Ona oznacza, że parlament przejmuje inicjatywę, już nie tylko Komisja, ale i PE na mocy swoich wewnętrznych przepisów, najpierw w postaci Komisji, będzie chciał usłyszeć, jaka jest diagnoza zagrożeń dla państwa prawa – to jest początek art. 7.

Jeżeli nie zmieni się polityka rządu, to będzie to dość bogata dokumentacja rozmaitych zagrożeń, a potem będzie zwołanie Rady, aby podejmowała kolejne kroki, i tu już jest procedowanie w celu pozbawienia nas różnych przywilejów, jak prawa głosu.

Ale do tego potrzebna jest jednomyślność, a prawdopodobnie Węgry nie poprą takich kar.
Tak, dlatego wszyscy wiedzą, że to jest mało realny finał, natomiast jeżeli Polska będzie ciągle na cenzurowym, to nic nie załatwi, nie będzie mieć sojuszników, bo nikt nie będzie chciał być po stronie Polski, skoro jest tak napiętnowanym członkiem tej europejskiej rodziny. Szkody na pewno jakieś będą.

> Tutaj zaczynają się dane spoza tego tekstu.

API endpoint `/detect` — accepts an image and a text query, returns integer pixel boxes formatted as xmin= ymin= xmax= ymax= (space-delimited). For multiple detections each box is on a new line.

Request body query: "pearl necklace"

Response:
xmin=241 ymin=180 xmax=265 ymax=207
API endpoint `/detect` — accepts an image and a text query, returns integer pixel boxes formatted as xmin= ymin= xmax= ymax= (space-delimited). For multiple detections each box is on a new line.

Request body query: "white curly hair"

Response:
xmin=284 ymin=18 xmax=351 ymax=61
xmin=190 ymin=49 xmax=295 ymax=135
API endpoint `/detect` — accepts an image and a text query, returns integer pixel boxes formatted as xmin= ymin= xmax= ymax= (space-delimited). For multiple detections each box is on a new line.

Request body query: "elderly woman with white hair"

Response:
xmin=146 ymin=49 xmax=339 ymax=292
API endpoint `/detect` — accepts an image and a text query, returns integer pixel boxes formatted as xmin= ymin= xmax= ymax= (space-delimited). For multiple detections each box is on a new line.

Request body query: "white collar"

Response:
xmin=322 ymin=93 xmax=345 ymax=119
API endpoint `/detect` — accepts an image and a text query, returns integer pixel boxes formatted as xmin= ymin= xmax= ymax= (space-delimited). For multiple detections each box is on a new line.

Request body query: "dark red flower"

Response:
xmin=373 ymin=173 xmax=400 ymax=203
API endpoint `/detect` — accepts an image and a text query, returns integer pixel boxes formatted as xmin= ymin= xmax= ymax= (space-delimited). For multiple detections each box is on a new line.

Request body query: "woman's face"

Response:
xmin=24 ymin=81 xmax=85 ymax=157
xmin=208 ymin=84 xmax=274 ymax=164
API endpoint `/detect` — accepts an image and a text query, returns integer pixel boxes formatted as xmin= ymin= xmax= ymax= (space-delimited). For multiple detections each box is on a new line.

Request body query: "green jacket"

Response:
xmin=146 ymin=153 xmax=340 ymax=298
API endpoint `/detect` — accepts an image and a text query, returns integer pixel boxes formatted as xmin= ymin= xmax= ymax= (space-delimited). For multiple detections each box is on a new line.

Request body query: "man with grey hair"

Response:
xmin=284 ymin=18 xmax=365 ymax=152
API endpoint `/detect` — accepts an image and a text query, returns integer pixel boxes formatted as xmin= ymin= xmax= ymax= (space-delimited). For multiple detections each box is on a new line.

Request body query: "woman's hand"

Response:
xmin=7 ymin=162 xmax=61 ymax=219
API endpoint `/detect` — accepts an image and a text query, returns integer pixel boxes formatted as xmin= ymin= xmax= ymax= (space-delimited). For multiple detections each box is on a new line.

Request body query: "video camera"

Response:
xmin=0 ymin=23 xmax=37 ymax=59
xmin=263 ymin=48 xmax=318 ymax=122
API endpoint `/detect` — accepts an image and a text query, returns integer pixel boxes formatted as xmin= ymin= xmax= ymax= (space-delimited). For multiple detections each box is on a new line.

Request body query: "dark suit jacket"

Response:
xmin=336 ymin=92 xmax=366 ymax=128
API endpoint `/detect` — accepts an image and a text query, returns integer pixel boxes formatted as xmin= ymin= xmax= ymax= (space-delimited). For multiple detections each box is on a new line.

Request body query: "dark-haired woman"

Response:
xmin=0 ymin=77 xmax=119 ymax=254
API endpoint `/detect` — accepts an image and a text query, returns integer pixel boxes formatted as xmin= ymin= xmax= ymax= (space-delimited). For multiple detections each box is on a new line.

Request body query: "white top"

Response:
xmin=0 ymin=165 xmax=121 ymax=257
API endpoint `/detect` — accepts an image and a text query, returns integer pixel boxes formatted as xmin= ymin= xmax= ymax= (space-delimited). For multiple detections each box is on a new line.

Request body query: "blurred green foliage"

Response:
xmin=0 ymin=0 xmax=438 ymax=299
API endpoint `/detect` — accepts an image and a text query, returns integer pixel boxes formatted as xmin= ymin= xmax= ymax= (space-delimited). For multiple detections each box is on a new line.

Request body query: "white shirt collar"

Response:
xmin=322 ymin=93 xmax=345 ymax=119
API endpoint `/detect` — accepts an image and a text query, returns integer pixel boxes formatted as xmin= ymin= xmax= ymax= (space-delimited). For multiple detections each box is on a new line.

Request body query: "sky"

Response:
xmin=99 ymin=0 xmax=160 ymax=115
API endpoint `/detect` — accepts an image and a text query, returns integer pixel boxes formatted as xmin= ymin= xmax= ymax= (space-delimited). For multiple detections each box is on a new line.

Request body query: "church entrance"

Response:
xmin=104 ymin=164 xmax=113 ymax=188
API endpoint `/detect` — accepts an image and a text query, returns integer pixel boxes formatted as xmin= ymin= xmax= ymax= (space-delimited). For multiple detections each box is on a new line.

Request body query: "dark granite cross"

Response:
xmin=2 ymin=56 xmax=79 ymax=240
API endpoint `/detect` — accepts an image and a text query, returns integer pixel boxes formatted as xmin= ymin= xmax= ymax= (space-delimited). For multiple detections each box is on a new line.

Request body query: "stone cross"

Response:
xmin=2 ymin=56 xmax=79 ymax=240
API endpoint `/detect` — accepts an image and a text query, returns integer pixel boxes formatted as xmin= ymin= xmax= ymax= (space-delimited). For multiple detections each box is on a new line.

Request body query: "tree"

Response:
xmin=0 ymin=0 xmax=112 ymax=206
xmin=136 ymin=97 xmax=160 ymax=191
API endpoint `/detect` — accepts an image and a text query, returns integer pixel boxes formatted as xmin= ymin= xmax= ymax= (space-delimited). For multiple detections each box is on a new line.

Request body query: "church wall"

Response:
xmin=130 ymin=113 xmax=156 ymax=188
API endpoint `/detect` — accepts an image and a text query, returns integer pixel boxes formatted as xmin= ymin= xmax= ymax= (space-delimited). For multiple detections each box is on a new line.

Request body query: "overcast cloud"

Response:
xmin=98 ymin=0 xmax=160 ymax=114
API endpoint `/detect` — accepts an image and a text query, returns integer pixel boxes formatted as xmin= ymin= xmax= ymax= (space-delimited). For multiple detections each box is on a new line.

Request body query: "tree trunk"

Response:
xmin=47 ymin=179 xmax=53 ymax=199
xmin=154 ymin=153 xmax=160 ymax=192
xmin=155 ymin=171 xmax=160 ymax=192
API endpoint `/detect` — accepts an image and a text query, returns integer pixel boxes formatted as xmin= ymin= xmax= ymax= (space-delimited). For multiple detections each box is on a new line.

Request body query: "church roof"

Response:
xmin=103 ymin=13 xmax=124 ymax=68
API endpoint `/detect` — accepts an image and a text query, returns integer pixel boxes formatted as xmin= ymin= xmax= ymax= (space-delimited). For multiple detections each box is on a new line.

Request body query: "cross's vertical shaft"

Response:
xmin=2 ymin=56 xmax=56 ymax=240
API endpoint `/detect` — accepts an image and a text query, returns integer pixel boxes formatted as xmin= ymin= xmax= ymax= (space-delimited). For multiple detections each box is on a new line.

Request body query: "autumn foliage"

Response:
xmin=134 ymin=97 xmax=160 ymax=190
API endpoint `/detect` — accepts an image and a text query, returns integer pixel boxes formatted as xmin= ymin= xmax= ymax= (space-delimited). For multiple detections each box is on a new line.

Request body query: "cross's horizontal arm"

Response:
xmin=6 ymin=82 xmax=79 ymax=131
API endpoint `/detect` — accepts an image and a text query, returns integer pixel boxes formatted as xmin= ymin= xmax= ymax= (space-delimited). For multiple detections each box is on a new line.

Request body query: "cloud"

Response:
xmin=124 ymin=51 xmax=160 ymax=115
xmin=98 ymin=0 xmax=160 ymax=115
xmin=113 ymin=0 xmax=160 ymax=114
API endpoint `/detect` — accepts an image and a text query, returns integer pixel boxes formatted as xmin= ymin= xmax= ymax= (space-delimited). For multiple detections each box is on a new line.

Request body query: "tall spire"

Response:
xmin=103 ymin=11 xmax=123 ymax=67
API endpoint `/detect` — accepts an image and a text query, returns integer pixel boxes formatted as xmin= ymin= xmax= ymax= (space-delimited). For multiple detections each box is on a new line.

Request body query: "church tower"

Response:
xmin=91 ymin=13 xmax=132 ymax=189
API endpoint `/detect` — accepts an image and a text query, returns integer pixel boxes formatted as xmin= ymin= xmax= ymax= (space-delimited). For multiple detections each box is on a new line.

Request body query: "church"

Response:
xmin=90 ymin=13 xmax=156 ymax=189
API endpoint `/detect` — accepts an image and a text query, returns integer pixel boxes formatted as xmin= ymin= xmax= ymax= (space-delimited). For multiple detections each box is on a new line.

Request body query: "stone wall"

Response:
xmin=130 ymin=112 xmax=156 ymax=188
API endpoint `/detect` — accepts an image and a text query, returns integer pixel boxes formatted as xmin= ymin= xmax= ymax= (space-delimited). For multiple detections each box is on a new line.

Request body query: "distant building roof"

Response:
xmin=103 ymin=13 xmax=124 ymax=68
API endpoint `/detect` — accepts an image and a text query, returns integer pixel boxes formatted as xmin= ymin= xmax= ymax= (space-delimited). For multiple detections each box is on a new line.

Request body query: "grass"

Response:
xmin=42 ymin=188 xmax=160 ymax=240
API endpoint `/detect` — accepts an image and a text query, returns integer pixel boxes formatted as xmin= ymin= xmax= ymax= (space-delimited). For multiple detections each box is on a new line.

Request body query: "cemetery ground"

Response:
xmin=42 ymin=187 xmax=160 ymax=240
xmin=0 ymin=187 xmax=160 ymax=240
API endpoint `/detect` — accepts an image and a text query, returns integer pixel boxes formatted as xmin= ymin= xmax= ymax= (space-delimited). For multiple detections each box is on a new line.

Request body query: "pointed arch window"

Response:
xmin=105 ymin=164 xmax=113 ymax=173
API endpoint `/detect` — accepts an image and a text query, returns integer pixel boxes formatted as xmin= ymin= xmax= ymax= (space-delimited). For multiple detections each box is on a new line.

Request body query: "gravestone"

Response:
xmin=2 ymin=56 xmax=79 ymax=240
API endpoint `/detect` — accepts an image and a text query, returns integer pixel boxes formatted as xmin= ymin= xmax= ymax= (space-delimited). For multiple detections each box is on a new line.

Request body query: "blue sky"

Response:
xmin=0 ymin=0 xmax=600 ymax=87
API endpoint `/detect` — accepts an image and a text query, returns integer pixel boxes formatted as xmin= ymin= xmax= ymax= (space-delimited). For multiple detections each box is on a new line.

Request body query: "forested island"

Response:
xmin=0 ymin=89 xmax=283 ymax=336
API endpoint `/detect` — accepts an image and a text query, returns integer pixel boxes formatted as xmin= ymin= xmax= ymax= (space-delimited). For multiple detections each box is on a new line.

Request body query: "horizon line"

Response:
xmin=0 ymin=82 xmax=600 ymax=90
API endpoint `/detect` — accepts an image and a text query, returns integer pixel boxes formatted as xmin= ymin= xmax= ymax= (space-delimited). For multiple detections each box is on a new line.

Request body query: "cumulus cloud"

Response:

Czy Polska już ponosi jakieś realne straty wynikające z tego sporu z Unią?
Oczywiście, my tu

generalnie nie widzimy europosłów PiS-u, kiedy tworzy się realną legislację.

Pracownicy delegowani w sposób dla nas niezadowalający, ale jeszcze do wytrzymania, zostali nakreśleni w europarlamencie, natomiast na forum międzyrządowym ten głos okazał się dużo słabszy i ostatecznie ta legislacja jest dużo gorsza dla Polski. Dla 100 tysięcy ludzi, którzy chcą pracować legalnie na Zachodzie, szykuje się sprawa transportu międzynarodowego, na razie oderwana od sprawy pracowników delegowanych, ale nie wróżę tu, niestety, sukcesu. Przegrana została sprawa tzw. nawozów, np. jaki ma być dopuszczalny poziom kadmu w nawozach, też niekorzystny dla nas. Jest jeszcze europejski system handlu prawami do emisji dwutlenku węgla CO2, który jako tako udało nam się opanować w parlamencie, ale później na forum międzynarodowym znowu przegrana. To seria przegranych, a szykuje się wielka batalia o budżet po roku 2020.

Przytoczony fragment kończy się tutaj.